L'anno era il 1991. L'anno della Guerra del Golfo. E di grande fermento in campo musicale. Hunger Strike dei Temple of the Dog e poi Jeremy dei Pearl Jam e pure Jesus Christ Pose dei Soundgarden, Subbacultcha dei Pixies, Dear Justice Letter dei Fugazi e Girl Trouble dei Violent Femmes non son che alcune delle canzoni che conquistano i mangianastri di tanti in quell'anno. Senza dimenticarci di Unfinshed Sympathy dei Massive Attack e magari qualcosa da Spiderland degli Slint o Loveless dei My Bloody Valentine. Jesse De Faccio, il ragazzo protagonista della nostra storia, nasce a Padova proprio in quell'anno, ma i brani di cui sopra non li sentirà mai, se non a posteriori, a giochi finiti, da qualche compagno di scuola, quando molti di quei gruppi si erano oramai sciolti per i più disparati motivi. Questo, per quanto strano possa sembrare alla luce delle solite recenti retromanie, è del tutto irrilevante all'interno della nostra storia.

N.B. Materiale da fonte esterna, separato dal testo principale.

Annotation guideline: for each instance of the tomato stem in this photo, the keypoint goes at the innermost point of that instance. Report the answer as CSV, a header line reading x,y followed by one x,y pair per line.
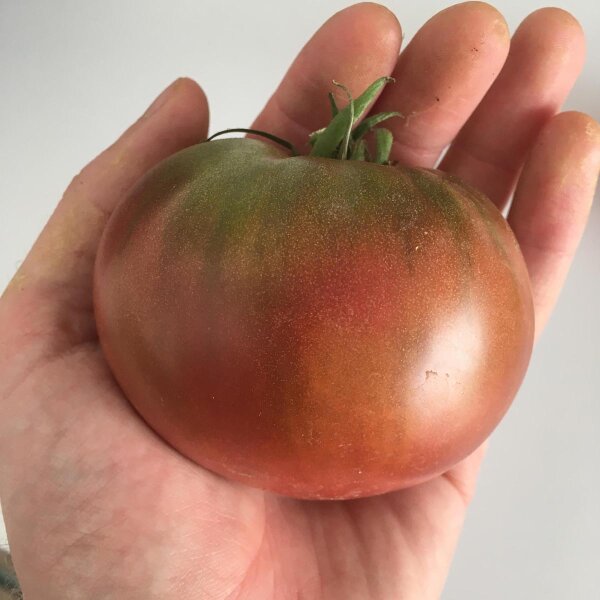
x,y
265,134
340,139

Cambio di scena. Il ragazzo è sempre lui, sempre Jesse, sta mangiando a un dinner, durante una gita l'ultimo anno delle elementare mentre il lettore CD (senza anti-shock, ogni movimento un trauma) sforna note incessantemente. Quando dal CD masterizzato parte Smells Like Teen Spirit di tali Nirvana rimane di sasso, a Jesse occorrono poco meno di trenta secondi per ricongiungersi allo spirito del '91 e pensare “Questo tipo canta per me!”, finire quel che gli restava da finire e desiderare una chitarra, una chitarra vera e propria, non quella giocattolo con cui si esibiva per i parenti in casa. Anche se in un certo senso l'approccio sarà assai simile, da quel momento la chitarra l'avrebbe posata soltanto per mangiare, bere e dormire. E per le ragazze, ovviamente.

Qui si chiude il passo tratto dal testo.